Higher oil palm yields are bad ?

Khor Reports: Environmentalists and others have been concerned about the extensification of oil palm, arguing that expansion should be on degraded land and that the focus should be instead on yield increases. The Indonesian state appears to be moving toward making degraded land easier to use via new regulations. For quite some time, there has been a great deal of work and effort going into intensification or higher yields. So you would have thought that better yields achievements would be welcomed. However, an article in Science (covered by scientificamerican.com) now argues that yield increase is NOT a good thing after all.... Hard to please on any front? It makes oil palm planting too valuable / lucrative?

News links:

Good Palm Oil Yields Could Be Bad News by Cynthia Graber; "Increased palm oil yields could unintentionally have the effect of creating a bigger demand for land for even more palm oil planting. Cynthia Graber reports... in an article in the journal Science, researchers show how the increased yield could in fact lead to even more tropical destruction. Because as the value of palm oil planting increases, farmers could want to plant on even greater tracts of land. Which is bad news....  Also, a future increase in supply could eventually lead to a decrease in prices. So palm oil could out-compete, say, rapeseed oil from Canada. Which would lead to an even higher demand for palm oil. Which is worse news....  In addition, current low yields and high production costs means oil palm is not planted much in Africa and South America. But higher yields could make oil palm attractive to planters in those regions, leading to even more tropical forest destruction. [L. R. Carrascol et al, A double-edged sword for tropical forests].... 

Article link:

Science 3 October 2014:  Vol. 346  no. 6205  pp. 38-40   DOI: 10.1126/science.1256685 
•Perspective Conservation
A double-edged sword for tropical forests
L. R. Carrasco1,  C. Larrosa1,2,   E. J. Milner-Gulland2,  D. P. Edwards3+ Author Affiliations
1Department of Biological Sciences, National University of Singapore, 117543 Singapore.
 2Department of Life Sciences, Silwood Park Campus, Imperial College London, Ascot, Berkshire SL5 7PY, UK.
 3Department of Animal and Plant Sciences, University of Sheffield, Sheffield S10 2TN, UK.
E-mail: dbsctlr@nus.edu.sg (L.R.C.); david.edwards@sheffield.ac.uk (D.P.E.)
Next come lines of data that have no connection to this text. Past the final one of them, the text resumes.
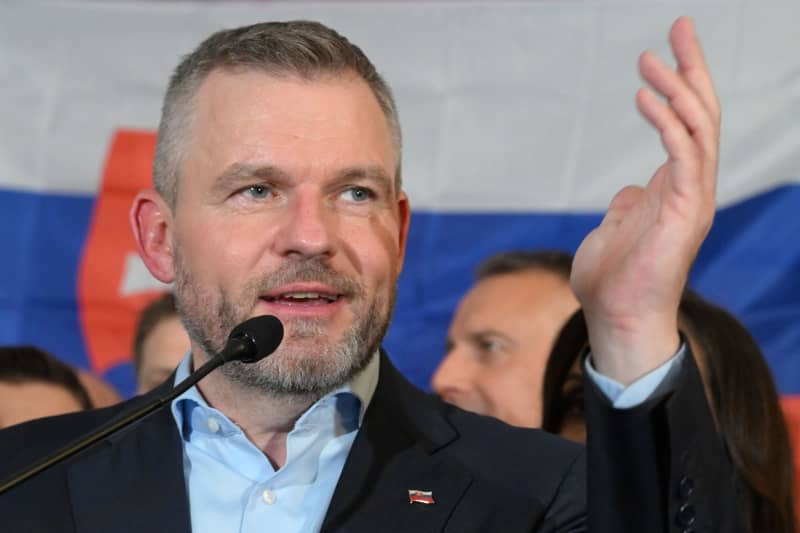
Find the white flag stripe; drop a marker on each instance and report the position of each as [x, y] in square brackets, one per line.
[505, 107]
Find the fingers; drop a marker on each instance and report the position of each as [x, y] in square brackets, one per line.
[676, 138]
[692, 63]
[622, 202]
[683, 101]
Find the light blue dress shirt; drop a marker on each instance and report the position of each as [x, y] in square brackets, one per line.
[233, 487]
[231, 484]
[640, 390]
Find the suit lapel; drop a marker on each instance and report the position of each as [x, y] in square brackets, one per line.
[133, 481]
[393, 453]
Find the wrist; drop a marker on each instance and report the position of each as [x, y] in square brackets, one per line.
[626, 353]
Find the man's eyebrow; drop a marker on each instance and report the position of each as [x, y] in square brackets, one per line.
[484, 334]
[239, 174]
[374, 173]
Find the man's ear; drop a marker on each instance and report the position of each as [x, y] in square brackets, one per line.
[404, 219]
[151, 222]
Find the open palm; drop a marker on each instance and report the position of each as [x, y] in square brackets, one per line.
[630, 271]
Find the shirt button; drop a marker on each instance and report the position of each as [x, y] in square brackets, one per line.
[269, 497]
[212, 425]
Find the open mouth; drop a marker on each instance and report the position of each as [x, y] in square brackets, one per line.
[303, 298]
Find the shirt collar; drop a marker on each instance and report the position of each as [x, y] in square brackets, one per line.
[362, 386]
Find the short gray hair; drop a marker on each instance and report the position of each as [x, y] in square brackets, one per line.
[301, 48]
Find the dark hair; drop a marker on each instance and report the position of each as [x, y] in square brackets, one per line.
[742, 396]
[300, 48]
[553, 261]
[571, 342]
[25, 364]
[156, 311]
[744, 401]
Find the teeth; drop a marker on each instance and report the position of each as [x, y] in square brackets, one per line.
[308, 296]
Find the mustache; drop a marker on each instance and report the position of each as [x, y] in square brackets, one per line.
[309, 270]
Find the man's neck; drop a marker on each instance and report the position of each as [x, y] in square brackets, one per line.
[266, 419]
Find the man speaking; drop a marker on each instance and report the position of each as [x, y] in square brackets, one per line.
[278, 191]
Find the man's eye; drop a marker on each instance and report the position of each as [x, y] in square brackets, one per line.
[490, 345]
[358, 194]
[258, 192]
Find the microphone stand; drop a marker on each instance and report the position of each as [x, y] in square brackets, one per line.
[115, 425]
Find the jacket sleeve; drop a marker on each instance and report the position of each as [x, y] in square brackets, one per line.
[661, 466]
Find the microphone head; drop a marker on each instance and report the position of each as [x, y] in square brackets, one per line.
[262, 334]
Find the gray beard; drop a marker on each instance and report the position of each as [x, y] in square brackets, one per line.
[307, 363]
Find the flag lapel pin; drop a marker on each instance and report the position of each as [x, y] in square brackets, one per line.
[424, 497]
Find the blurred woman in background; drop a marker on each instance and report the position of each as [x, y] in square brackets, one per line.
[741, 394]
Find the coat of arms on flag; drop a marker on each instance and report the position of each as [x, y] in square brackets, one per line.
[420, 496]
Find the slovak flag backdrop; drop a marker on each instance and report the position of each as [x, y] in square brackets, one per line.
[519, 124]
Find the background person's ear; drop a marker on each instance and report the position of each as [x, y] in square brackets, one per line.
[151, 221]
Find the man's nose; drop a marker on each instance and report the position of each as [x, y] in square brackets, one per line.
[308, 226]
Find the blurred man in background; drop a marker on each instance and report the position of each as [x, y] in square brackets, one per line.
[159, 344]
[502, 333]
[100, 392]
[34, 384]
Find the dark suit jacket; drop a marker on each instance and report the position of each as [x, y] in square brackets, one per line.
[484, 475]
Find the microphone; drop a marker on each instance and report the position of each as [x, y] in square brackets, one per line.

With a growing global population and increasing per capita consumption, reconciling agricultural production with biodiversity conservation is a major challenge to humanity (1). A frequently promoted solution to stem the tide of agricultural expansion is to increase crop yields, allowing global demand to be met without further tropical forest losses. Recent genome sequencing of key crops such as oil palm, eucalyptus, rubber, soybean, rice, and cocoa could facilitate substantial yield increases (2–4). Could such yield improvements offer a solution to both tropical forest loss and agricultural demand, or could they pose further challenges to tropical conservation?